Empresas gastam 12% do faturamento para evitar roubo
Empresas gastam
12% do faturamento
para evitar roubo
As empresas de transporte de carga de São Paulo gastam entre 4% e 12% de seu faturamento com gerenciamento de risco para combater o roubo das cargas transportadas e de seus caminhões. Elas informam que até agora não estão conseguindo repassar esses custos, reconhecendo que a alta competição favorece os clientes, que resistem a pagar fretes mais caros.
No entanto, as transportadoras já se animam com as perspectivas de crescimento da economia este ano, antevendo que esse desempenho sancionará os repasses. Assim que aumentar a demanda pelos serviços, as transportadoras deverão subir os fretes, avisa o assessor técnico da Associação Nacional do Transporte de Cargas (NTC), Neuto Gonçalves dos Reis, responsável pelos estudos sobre roubo de cargas da entidade.
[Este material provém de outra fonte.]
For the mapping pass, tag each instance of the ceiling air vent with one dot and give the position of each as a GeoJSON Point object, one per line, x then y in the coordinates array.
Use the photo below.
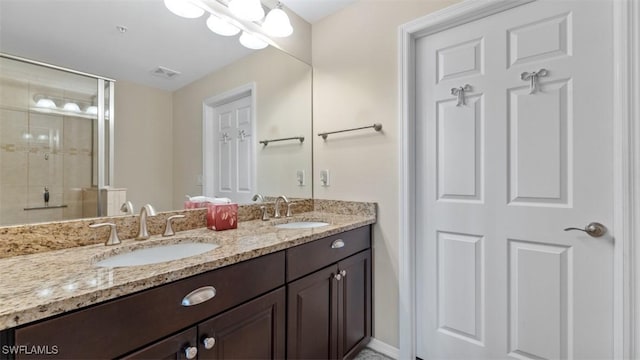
{"type": "Point", "coordinates": [164, 72]}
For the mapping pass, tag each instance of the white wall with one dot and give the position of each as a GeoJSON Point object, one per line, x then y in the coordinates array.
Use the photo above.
{"type": "Point", "coordinates": [144, 144]}
{"type": "Point", "coordinates": [356, 84]}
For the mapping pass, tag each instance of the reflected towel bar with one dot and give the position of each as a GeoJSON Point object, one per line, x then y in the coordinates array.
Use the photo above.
{"type": "Point", "coordinates": [299, 138]}
{"type": "Point", "coordinates": [376, 127]}
{"type": "Point", "coordinates": [46, 207]}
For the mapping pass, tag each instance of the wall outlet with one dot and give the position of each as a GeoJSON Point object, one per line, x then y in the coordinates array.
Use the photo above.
{"type": "Point", "coordinates": [324, 177]}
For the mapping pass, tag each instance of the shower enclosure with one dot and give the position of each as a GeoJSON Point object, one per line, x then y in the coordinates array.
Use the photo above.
{"type": "Point", "coordinates": [56, 142]}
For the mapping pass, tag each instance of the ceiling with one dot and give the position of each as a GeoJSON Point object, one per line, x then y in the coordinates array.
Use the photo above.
{"type": "Point", "coordinates": [83, 35]}
{"type": "Point", "coordinates": [314, 10]}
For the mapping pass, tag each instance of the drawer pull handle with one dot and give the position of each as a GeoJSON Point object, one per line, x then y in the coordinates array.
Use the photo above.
{"type": "Point", "coordinates": [198, 296]}
{"type": "Point", "coordinates": [191, 352]}
{"type": "Point", "coordinates": [337, 244]}
{"type": "Point", "coordinates": [209, 343]}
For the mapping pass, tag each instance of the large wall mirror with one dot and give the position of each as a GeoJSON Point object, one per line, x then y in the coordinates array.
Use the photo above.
{"type": "Point", "coordinates": [217, 113]}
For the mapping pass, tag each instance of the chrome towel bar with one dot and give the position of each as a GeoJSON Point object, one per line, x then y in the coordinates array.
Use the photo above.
{"type": "Point", "coordinates": [299, 138]}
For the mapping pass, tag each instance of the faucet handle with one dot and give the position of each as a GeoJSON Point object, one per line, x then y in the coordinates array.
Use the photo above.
{"type": "Point", "coordinates": [289, 214]}
{"type": "Point", "coordinates": [265, 217]}
{"type": "Point", "coordinates": [168, 228]}
{"type": "Point", "coordinates": [113, 233]}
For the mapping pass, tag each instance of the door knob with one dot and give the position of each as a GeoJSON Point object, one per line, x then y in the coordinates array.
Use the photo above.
{"type": "Point", "coordinates": [594, 229]}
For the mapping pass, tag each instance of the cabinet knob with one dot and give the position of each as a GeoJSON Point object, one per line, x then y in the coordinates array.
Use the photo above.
{"type": "Point", "coordinates": [337, 244]}
{"type": "Point", "coordinates": [191, 352]}
{"type": "Point", "coordinates": [209, 343]}
{"type": "Point", "coordinates": [199, 296]}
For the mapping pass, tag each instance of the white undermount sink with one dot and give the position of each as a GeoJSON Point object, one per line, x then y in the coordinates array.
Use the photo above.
{"type": "Point", "coordinates": [302, 225]}
{"type": "Point", "coordinates": [156, 254]}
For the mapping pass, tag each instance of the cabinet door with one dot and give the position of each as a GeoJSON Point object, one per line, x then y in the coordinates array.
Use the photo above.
{"type": "Point", "coordinates": [312, 316]}
{"type": "Point", "coordinates": [254, 330]}
{"type": "Point", "coordinates": [354, 304]}
{"type": "Point", "coordinates": [174, 347]}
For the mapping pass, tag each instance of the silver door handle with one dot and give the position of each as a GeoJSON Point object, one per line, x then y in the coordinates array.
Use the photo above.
{"type": "Point", "coordinates": [199, 296]}
{"type": "Point", "coordinates": [594, 229]}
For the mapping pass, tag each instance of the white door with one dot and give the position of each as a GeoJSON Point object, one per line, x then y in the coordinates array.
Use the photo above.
{"type": "Point", "coordinates": [502, 171]}
{"type": "Point", "coordinates": [229, 156]}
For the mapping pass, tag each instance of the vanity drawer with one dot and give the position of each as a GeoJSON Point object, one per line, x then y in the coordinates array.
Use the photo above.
{"type": "Point", "coordinates": [306, 258]}
{"type": "Point", "coordinates": [114, 328]}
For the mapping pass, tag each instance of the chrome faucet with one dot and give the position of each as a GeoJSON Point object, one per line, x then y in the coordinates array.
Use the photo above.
{"type": "Point", "coordinates": [143, 232]}
{"type": "Point", "coordinates": [277, 206]}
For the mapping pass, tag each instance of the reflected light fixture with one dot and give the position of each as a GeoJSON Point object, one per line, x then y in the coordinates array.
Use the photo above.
{"type": "Point", "coordinates": [277, 23]}
{"type": "Point", "coordinates": [251, 41]}
{"type": "Point", "coordinates": [72, 107]}
{"type": "Point", "coordinates": [46, 103]}
{"type": "Point", "coordinates": [250, 10]}
{"type": "Point", "coordinates": [92, 110]}
{"type": "Point", "coordinates": [184, 8]}
{"type": "Point", "coordinates": [221, 27]}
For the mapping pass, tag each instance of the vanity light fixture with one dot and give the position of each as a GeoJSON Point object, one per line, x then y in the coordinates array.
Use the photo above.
{"type": "Point", "coordinates": [231, 22]}
{"type": "Point", "coordinates": [250, 10]}
{"type": "Point", "coordinates": [277, 22]}
{"type": "Point", "coordinates": [70, 106]}
{"type": "Point", "coordinates": [184, 8]}
{"type": "Point", "coordinates": [251, 41]}
{"type": "Point", "coordinates": [92, 110]}
{"type": "Point", "coordinates": [46, 103]}
{"type": "Point", "coordinates": [221, 27]}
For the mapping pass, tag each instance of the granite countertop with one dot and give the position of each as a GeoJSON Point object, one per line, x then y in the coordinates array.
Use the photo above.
{"type": "Point", "coordinates": [37, 286]}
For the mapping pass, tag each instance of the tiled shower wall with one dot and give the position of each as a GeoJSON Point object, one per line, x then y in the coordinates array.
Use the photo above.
{"type": "Point", "coordinates": [39, 150]}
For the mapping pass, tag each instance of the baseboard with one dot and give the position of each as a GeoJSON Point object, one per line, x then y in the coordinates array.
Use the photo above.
{"type": "Point", "coordinates": [384, 348]}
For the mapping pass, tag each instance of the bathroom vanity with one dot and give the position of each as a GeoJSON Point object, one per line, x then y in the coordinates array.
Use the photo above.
{"type": "Point", "coordinates": [271, 293]}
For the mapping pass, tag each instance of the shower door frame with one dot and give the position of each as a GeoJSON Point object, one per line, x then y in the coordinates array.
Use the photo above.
{"type": "Point", "coordinates": [103, 154]}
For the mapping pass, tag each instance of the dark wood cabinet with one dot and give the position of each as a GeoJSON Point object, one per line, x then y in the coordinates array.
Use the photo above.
{"type": "Point", "coordinates": [354, 304]}
{"type": "Point", "coordinates": [329, 310]}
{"type": "Point", "coordinates": [255, 330]}
{"type": "Point", "coordinates": [173, 348]}
{"type": "Point", "coordinates": [312, 315]}
{"type": "Point", "coordinates": [117, 327]}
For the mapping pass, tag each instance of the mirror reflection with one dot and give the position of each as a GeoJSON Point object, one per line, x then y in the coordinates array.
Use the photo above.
{"type": "Point", "coordinates": [167, 142]}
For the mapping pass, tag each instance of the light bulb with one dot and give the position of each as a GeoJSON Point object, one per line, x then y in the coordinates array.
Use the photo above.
{"type": "Point", "coordinates": [277, 23]}
{"type": "Point", "coordinates": [46, 103]}
{"type": "Point", "coordinates": [92, 110]}
{"type": "Point", "coordinates": [72, 107]}
{"type": "Point", "coordinates": [184, 8]}
{"type": "Point", "coordinates": [252, 42]}
{"type": "Point", "coordinates": [221, 27]}
{"type": "Point", "coordinates": [250, 10]}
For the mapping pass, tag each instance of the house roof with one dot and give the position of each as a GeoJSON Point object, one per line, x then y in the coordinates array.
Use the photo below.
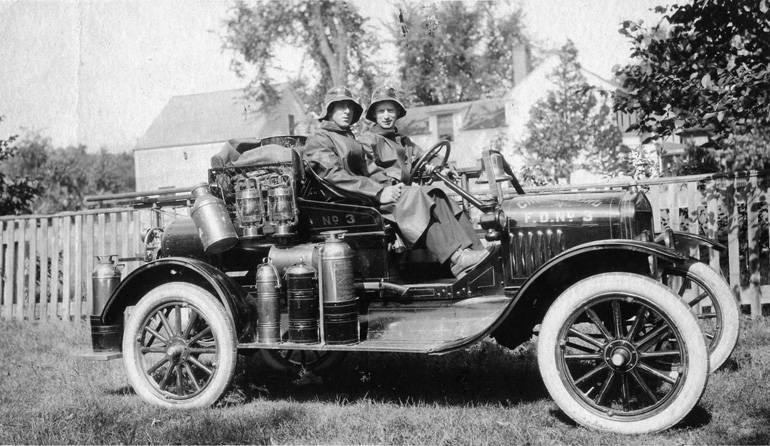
{"type": "Point", "coordinates": [219, 116]}
{"type": "Point", "coordinates": [476, 115]}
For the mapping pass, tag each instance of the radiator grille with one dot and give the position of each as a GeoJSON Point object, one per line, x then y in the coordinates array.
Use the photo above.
{"type": "Point", "coordinates": [531, 249]}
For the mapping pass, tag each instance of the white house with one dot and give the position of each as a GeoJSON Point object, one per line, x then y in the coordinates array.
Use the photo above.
{"type": "Point", "coordinates": [177, 148]}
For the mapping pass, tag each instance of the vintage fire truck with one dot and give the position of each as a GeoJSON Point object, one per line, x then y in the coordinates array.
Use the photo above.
{"type": "Point", "coordinates": [275, 261]}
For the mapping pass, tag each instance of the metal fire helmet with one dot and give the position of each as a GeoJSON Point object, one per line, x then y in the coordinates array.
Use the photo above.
{"type": "Point", "coordinates": [212, 220]}
{"type": "Point", "coordinates": [337, 268]}
{"type": "Point", "coordinates": [249, 207]}
{"type": "Point", "coordinates": [268, 304]}
{"type": "Point", "coordinates": [281, 204]}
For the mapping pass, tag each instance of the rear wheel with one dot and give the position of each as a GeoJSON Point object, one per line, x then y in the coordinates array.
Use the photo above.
{"type": "Point", "coordinates": [179, 347]}
{"type": "Point", "coordinates": [713, 304]}
{"type": "Point", "coordinates": [619, 352]}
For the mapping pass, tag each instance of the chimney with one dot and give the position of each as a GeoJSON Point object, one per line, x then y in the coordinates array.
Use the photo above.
{"type": "Point", "coordinates": [521, 64]}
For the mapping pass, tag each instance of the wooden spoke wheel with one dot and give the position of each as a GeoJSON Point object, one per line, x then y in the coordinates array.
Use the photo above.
{"type": "Point", "coordinates": [713, 304]}
{"type": "Point", "coordinates": [179, 347]}
{"type": "Point", "coordinates": [620, 352]}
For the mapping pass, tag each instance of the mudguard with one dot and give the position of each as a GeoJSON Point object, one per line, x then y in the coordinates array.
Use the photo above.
{"type": "Point", "coordinates": [536, 295]}
{"type": "Point", "coordinates": [150, 275]}
{"type": "Point", "coordinates": [685, 240]}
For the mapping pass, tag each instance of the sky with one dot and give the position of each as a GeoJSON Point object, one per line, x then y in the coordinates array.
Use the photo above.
{"type": "Point", "coordinates": [98, 72]}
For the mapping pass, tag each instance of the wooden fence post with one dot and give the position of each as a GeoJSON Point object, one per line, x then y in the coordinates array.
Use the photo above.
{"type": "Point", "coordinates": [753, 206]}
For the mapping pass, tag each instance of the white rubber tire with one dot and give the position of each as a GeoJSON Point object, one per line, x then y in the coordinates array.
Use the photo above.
{"type": "Point", "coordinates": [190, 298]}
{"type": "Point", "coordinates": [653, 295]}
{"type": "Point", "coordinates": [725, 306]}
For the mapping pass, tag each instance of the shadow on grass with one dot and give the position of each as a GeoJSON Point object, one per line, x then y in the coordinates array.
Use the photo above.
{"type": "Point", "coordinates": [122, 391]}
{"type": "Point", "coordinates": [483, 374]}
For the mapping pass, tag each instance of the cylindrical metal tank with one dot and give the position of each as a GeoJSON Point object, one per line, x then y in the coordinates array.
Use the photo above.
{"type": "Point", "coordinates": [337, 268]}
{"type": "Point", "coordinates": [341, 322]}
{"type": "Point", "coordinates": [105, 279]}
{"type": "Point", "coordinates": [302, 296]}
{"type": "Point", "coordinates": [268, 305]}
{"type": "Point", "coordinates": [215, 228]}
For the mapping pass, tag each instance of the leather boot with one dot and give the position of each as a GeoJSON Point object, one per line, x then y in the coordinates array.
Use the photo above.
{"type": "Point", "coordinates": [463, 260]}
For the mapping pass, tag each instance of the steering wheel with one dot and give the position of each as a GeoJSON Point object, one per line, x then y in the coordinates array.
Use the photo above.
{"type": "Point", "coordinates": [419, 165]}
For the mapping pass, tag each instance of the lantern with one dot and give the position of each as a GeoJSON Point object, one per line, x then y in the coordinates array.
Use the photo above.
{"type": "Point", "coordinates": [249, 207]}
{"type": "Point", "coordinates": [281, 204]}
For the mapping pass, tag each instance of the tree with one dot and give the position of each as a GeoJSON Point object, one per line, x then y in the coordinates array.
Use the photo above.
{"type": "Point", "coordinates": [449, 52]}
{"type": "Point", "coordinates": [67, 175]}
{"type": "Point", "coordinates": [329, 33]}
{"type": "Point", "coordinates": [706, 65]}
{"type": "Point", "coordinates": [18, 193]}
{"type": "Point", "coordinates": [574, 119]}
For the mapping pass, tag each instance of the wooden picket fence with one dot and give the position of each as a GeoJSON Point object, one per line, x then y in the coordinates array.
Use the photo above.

O gerenciamento de risco inclui a compra de aparelho de rastreamento do veículo por satélite, softwares que gerenciam a rota do caminhão e conectam o veículo à empresa, treinamento de motoristas e contratação de seguranças e escolta para seguir o caminhão que tem cargas valiosas.
Com esse tipo de programa, a empresa consegue saber, por exemplo, onde está o caminhão e se o motorista parou para abastecer no local determinado. Esse sistema é usado principalmente para combater o roubo de cargas, ressalta Reis. De acordo com estudo realizado pela Fundação Institulo de Pesquisas Econômicas da USP (Fipe), a pedido da NTC, os custos das transportadoras com gerenciamento de risco compõem, em média, 37% do frete. Isso corresponde a R$ 9,00 por tonelada de carga transportada. O cálculo não inclui despesas administrativas com pessoal e salários.
Os empresários estimam que o prejuízo com roubos de cargas em todo o Brasil seja o dobro do calculado pelo Sindicato das Empresas de Transporte de Carga de São Paulo e Região (Setcesp) e gire em torno de R$ 300 milhões. Segundo os números do Setcesp, a Anhangera é a rodovia mais perigosa, com 16% dos casos de roubo em 99, seguida pela Dutra, com 11%, e pela Castelo Branco com 9%. As cargas mais procuradas pelos ladrões em 99 foram os produtos alimentícios (22,3%), eletroeletrônicos (22,2%) e medicamentos (16,7%). (A.E.)